Power. General Electric is into power is almost every way, shape, and form. From light bulbs to locomotives, dishwashers to jet engines. This year -- if and when its latest acquisitions go through -- the company founded by Thomas Edison, and now headed by John F. Welch Jr., will also do the ``NBC Nightly News'' and investment banking.
On Friday, the Fairfield, Conn., conglomerate announced its intent to buy 80 percent of Kidder, Peabody & Co., one of Wall Street's oldest privately held securities firms, for an estimated $600 million.
The move follows GE's agreement in December to buy RCA Corporation -- owner of, among other things, the NBC network -- for $6.28 billion. The GE-RCA merger, the largest deal ever involving non-oil companies, will probably be completed late this year.
With Kidder, GE bolsters its General Electric Financial Services unit. With blue-chip GE behind it, Kidder (whose management would retain 20 percent ownership) should get the kind of cash it needs to participate in billion-dollar investment deals now dominated by the likes of Salomon Brothers and Merrill Lynch.
``We're both eager to expand . . . in investment banking as much as we can,'' GE Financial Services president Robert C. Wright said at a New York news conference Friday. Kidder, Peabody president Ralph D. DeNunzio concurred. The deal, he said, ``brings to us business synergism as well as capital.''
Although Kidder, Peabody was having a record year, Mr. DeNunzio noted that because of its modest capital base it missed out on much of the surge in activity in leveraged buyouts.

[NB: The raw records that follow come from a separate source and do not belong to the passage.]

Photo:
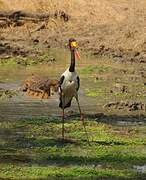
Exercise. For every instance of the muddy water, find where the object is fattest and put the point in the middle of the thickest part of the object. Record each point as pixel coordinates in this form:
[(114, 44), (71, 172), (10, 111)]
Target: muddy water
[(22, 106)]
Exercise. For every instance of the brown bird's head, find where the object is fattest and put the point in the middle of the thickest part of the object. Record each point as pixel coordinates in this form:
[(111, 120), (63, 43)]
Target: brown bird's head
[(74, 47)]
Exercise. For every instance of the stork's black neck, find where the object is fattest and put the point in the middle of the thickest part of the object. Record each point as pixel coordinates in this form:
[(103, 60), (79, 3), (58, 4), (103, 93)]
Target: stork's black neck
[(72, 64)]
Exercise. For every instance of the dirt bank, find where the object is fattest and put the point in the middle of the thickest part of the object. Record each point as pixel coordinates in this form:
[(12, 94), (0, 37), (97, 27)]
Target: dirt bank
[(101, 27)]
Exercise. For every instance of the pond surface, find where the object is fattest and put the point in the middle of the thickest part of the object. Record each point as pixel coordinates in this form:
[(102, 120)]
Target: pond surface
[(22, 106)]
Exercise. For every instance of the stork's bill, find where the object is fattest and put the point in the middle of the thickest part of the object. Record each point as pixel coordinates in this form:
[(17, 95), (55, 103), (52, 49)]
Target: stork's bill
[(74, 45)]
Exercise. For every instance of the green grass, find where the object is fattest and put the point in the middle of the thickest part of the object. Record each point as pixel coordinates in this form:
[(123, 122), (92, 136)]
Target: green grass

But now, he said, ``Anybody who looks at the business and realizes that Kidder, Peabody is now 80 percent owned by GE will know that the capital will always be available if the opportunity to earn money on that capital is there.''
GE will contribute $130 million to Kidder at closing and Kidder will come up with $20 million in equity capital. That would bring Kidder's capital base back to current levels after Kidder's partners take their cut.
``It is so clear that capital is increasingly important in investment banking,'' says analyst Nancy Young at Cyrus J. Lawrence Inc. ``The markets are moving to much more trading orientation, and that requires capital.''
She points out that this is one more example of the explosive growth of investment banking and the intensifying competition that the banking industry will feel from operations like GE Financial Services and General Motors Acceptance Corporation.
``It really catapults GE into corporate finance,'' says Nicholas Heymann at Drexel Burnham Lambert.
GE Financial Services is already the umbrella for GE Credit Corporation and Employers Reinsurance Corporation. With Kidder, it gets ``the ability to make bloc trades, a distribution system, syndicate offerings, beefed-up corporate finance, and an M&A [merger and acquisition] shop,'' Mr. Heymann says.
Although Kidder, Peabody has a retail network, most analysts think GE will not highlight this area, choosing instead to become a powerhouse in corporate finance. GE's Mr. Wright, however, sought to counter that notion, saying the retail network is ``essential to serving the middle market'' and would be kept.